Выждав небольшую паузу, Папа продолжил:
— Я говорил о том, что вы вполне могли бы поехать в наш монастырь Мафра на отдых всей семьей. Он был построен три века назад королем Португалии Жоаном V там, где скорбящей вдове — жене рыбака, погибшего во время шторма, явилась Пресвятая Дева Мария и утешила ее. В том месте, куда упали слезы несчастной, забил источник с целебной водой, которая излечивает от многих как телесных, так и душевных недугов.
— Благодарю вас за заботу, но думаю, для Стефи будет лучше, если она за это время пройдет курс реабилитации в детской частной клинике. Там она сможет познакомиться с детьми. Ведь у нее нет ни друзей, ни подруг. Ребенок до сих пор рос в полной изоляции по вполне понятным причинам, но дальше так не может продолжаться.
— Ну что же, пожалуй, вы правы. Новые наслоения позитивных эмоциональных переживаний вытесняют из памяти старые негативные. Это естественная защитная реакция человеческой психики, — согласился с ним понтифик.
Представив себя опавшим осенним листом, Оливия печально улыбнулась и негромко произнесла строку из стихотворения, которое вертелось у нее на языке:
— Ветви сбрасывают старые листья, и о них деревья уже никогда и не вспомнят, когда вырастут новые.
И Папа, и отец Винетти, и кардинал Костанцо, которому перевалило за шестьдесят пять, невольно задумались над этими словами.
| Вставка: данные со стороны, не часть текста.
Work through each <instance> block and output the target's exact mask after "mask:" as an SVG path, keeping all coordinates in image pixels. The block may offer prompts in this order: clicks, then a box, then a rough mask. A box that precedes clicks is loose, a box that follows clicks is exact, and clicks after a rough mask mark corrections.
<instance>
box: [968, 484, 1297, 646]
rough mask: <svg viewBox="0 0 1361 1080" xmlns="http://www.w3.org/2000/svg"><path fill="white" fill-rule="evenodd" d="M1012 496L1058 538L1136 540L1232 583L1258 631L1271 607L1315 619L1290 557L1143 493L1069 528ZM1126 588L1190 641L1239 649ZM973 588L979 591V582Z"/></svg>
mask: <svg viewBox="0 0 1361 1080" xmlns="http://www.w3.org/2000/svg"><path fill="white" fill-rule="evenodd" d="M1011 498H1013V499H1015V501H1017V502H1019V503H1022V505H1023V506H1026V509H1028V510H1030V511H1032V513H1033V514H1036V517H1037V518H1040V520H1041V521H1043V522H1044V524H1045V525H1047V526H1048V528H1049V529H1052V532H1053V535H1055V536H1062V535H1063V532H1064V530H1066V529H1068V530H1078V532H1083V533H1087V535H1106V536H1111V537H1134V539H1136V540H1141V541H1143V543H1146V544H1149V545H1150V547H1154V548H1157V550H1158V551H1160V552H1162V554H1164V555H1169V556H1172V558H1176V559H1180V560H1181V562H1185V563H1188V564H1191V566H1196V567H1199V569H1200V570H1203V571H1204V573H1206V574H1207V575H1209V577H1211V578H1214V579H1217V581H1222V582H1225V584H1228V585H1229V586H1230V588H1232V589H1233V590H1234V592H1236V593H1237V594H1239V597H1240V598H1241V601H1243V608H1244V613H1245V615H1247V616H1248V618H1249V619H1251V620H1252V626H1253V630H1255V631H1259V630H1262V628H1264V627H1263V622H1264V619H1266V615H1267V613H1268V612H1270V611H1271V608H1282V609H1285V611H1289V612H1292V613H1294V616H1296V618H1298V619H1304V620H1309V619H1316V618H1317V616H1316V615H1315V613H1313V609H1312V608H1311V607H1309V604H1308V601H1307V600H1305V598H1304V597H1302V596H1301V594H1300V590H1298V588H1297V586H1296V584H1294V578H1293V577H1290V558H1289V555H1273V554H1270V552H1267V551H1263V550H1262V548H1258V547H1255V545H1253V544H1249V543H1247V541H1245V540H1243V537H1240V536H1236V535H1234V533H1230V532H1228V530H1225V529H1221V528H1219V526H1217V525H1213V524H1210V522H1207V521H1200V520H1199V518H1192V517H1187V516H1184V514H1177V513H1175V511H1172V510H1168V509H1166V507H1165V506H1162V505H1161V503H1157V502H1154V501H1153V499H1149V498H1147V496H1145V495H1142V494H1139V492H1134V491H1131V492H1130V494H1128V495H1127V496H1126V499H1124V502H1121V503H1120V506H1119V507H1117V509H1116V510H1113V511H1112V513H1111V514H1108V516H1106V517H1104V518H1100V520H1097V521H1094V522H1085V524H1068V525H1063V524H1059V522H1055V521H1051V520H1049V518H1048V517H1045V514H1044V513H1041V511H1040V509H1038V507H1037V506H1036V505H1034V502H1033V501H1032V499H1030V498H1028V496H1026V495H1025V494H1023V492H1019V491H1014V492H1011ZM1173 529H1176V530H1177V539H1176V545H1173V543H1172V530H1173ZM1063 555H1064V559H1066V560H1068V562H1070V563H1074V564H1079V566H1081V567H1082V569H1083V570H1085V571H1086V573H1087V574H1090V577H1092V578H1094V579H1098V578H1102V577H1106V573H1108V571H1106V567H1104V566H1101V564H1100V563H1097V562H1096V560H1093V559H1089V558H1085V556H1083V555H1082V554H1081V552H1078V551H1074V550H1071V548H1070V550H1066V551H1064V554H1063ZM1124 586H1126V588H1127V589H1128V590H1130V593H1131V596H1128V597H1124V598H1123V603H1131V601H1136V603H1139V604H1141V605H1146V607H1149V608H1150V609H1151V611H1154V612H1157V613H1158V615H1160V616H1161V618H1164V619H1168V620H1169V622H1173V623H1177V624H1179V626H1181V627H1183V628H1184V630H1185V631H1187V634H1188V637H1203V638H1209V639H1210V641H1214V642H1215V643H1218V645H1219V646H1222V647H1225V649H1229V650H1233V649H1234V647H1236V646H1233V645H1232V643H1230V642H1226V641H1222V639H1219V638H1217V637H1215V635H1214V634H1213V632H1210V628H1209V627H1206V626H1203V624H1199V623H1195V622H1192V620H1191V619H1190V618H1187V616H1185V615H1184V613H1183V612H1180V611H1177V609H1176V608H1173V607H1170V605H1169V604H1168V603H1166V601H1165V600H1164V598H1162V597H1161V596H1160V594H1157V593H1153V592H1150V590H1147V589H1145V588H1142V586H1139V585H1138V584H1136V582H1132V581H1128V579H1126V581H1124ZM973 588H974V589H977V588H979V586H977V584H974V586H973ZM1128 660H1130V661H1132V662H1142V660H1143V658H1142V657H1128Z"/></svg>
Они послужили своего рода катализатором, который окунул троих служителей Божьих в «бочку с раствором легкой меланхолии». Не столько из-за своей яркой образности, сколько из-за пережитого стресса и осознания того, что жизнь пролетела как-то уж слишком быстро.
— Беснуются листья в тополиной алее в последнем веселье, — продолжила читать стихи с отрешенным видом жена премьера, уставившись на вечнозеленые декоративные деревья за окном, листья которых могли опасть разве что под ураганным ветром.
— Рубен Дарио. Мне они тоже всегда нравились. Очень выразительные и эмоционально насыщенные стихи, — сказал отец Винетти.
— Когда сердце совсем замерзает и превращается в растрескавшуюся кровавую сосульку из-за того, что оно пыталось разорвать тонкие стенки льда еще в самом начале, когда чувства были такими живыми — эти стихи согревают, и на какое-то время на душе становится легче. Теперь, спустя столько лет, холод везде и во всем, а они все такие же теплые.
«Ну да, как член у Луи после виагры, потому что без нее он тоже холодный, как сосулька. Эта шлюха опять пытается вызвать к себе жалость. Видно, действие дозы заканчивается и жизнь автоматически превращается в драму. Обычная самовлюбленная эгоистка, которой на все и на всех наплевать, лишь бы ей не мешали театрально созерцать всеобъемлющую безысходность, придуманную ее непросыхающей от морфинов фантазией. Утро нового дня — это уже для нее само собой разумеющийся повод погрузиться в вязкий кисель печали, которую надо срочно заглушить опиатами или, как минимум, ЛСД. И почему демоны выбрали Стефанию, а не эту стерву?»